The voluntary carbon market is huge: it was recently said to exceed $1 billion.
Carbon credits and voluntary carbon offsets contrasted
In basic terms, a carbon credit is a financial instrument that represents ownership of one tonne of CO2 equivalent, which can then be bought, sold or traded on the voluntary carbon market to offset against emissions made by the holder.
A voluntary carbon offset generates reductions in greenhouse gases and results in the creation of a voluntary carbon credit from a project with structure, title, objectives and a plan for independent verification. They are not compulsory or made in compliance with a regulatory requirement.
Standards of verification for carbon offset schemes
Various standards exist for third party verification of voluntary carbon offsets, with the major ones being:
(a) Verified Carbon Standard: (Also known as Verra) is a non-profit organisation which develops and produces standards in voluntary carbon offsetting of greenhouse gases.
(b) Voluntary Gold Standard: The Gold Standard is a not-for-profit organisation based in Geneva which sets requirements for designing carbon offset projects to ensure maximum effectiveness in line with UN Sustainable Development Goals (SDGs).
(c) Quality Assurance Standard: (QAS) independently audits carbon offset products and programs against the highest standards world-wide.
Voluntary carbon markets
The voluntary carbon market has been changing rapidly, especially as large companies look to use credits from the voluntary carbon market to help them meet their net zero commitments.
As a result, in 2021 the Institute of International Finance (IIF) created the Task Force on Scaling Voluntary Carbon Markets (TSVCM). It was launched by Mark Carney (the former Governor of the Bank of England), the UN Special Envoy on Climate Change.

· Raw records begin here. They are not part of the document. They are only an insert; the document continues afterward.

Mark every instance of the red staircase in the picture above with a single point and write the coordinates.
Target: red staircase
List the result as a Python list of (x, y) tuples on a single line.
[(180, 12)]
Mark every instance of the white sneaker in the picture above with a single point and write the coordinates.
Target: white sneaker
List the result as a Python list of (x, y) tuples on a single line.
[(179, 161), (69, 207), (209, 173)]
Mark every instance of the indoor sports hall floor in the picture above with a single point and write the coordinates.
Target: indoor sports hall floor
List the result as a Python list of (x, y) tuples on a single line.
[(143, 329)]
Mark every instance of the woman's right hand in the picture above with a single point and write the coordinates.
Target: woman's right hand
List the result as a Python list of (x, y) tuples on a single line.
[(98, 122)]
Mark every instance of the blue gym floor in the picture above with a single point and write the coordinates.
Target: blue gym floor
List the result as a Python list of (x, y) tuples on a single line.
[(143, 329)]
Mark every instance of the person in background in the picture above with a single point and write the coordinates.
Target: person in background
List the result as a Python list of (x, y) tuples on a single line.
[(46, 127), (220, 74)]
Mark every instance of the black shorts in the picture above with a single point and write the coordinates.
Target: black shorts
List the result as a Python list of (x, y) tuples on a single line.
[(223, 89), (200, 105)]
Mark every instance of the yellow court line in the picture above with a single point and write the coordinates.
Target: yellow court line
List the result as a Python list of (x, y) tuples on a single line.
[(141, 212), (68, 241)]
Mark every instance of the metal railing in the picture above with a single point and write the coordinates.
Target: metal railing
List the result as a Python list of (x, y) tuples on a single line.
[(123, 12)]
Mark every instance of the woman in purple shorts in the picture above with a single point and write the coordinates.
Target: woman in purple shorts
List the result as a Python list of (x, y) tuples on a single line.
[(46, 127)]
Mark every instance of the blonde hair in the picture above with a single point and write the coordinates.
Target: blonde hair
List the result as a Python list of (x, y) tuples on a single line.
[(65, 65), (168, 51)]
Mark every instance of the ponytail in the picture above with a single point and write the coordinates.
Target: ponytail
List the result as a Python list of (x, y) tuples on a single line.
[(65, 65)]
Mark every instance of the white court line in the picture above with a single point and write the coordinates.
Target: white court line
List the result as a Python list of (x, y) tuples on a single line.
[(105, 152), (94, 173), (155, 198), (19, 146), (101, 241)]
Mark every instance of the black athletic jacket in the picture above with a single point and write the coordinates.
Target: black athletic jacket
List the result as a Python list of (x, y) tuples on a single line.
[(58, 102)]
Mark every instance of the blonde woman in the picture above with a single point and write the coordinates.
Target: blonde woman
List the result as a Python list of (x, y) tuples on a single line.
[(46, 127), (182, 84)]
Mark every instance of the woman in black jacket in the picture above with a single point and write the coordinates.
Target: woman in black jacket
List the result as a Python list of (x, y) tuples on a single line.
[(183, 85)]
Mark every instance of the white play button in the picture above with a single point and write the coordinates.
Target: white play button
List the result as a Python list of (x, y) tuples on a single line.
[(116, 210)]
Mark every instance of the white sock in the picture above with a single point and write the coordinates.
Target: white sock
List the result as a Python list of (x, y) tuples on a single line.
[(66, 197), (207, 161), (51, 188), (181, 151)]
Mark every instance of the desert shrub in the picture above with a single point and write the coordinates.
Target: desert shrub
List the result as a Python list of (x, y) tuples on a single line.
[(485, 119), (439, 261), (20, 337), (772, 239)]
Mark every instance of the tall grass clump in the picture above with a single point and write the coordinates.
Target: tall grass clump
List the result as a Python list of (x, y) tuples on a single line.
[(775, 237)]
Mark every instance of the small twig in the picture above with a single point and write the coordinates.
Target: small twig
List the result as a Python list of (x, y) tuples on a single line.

The Task Force is a private sector-led initiative to standardise and scale the voluntary carbon market and produce recommendations for improving controls, transparency and governance in this market to enable it to meet the growing demand for carbon credits.
The members of the Task Force comprise representatives of buyers and sellers of carbon credits, standard setters and the financial sector.
In January 2021 the TSVCM produced its final report (blueprint) on its recommendations on how to form a large-scale voluntary carbon trading market.
In order to implement the recommendations of the TSVCM, the UK Voluntary Carbon Markets Forum was founded in April 2021. This body is chaired by Dame Clara Furse DBE (CEO of the London Stock Exchange from 2001 to 2009). The City of London Corporation provides secretarial support to the Forum.
The Voluntary Carbon Markets Integrity Initiative (VCMI)
The VCMI is a multi-stakeholder platform whose goal is to improve governance on voluntary carbon markets by developing better guidance on the claims made about projects.
The initiative is supported by the UK government’s Department of Business, Energy and Industrial Strategy (BEIS) and by the Children’s Investment Fund Foundation.
In summary, the voluntary carbon offset market provides the means for organisations to fulfil their climate change and net zero ambitions. However, to minimise the risk of greenwashing, these ambitions and commitments will need to credible and verifiable.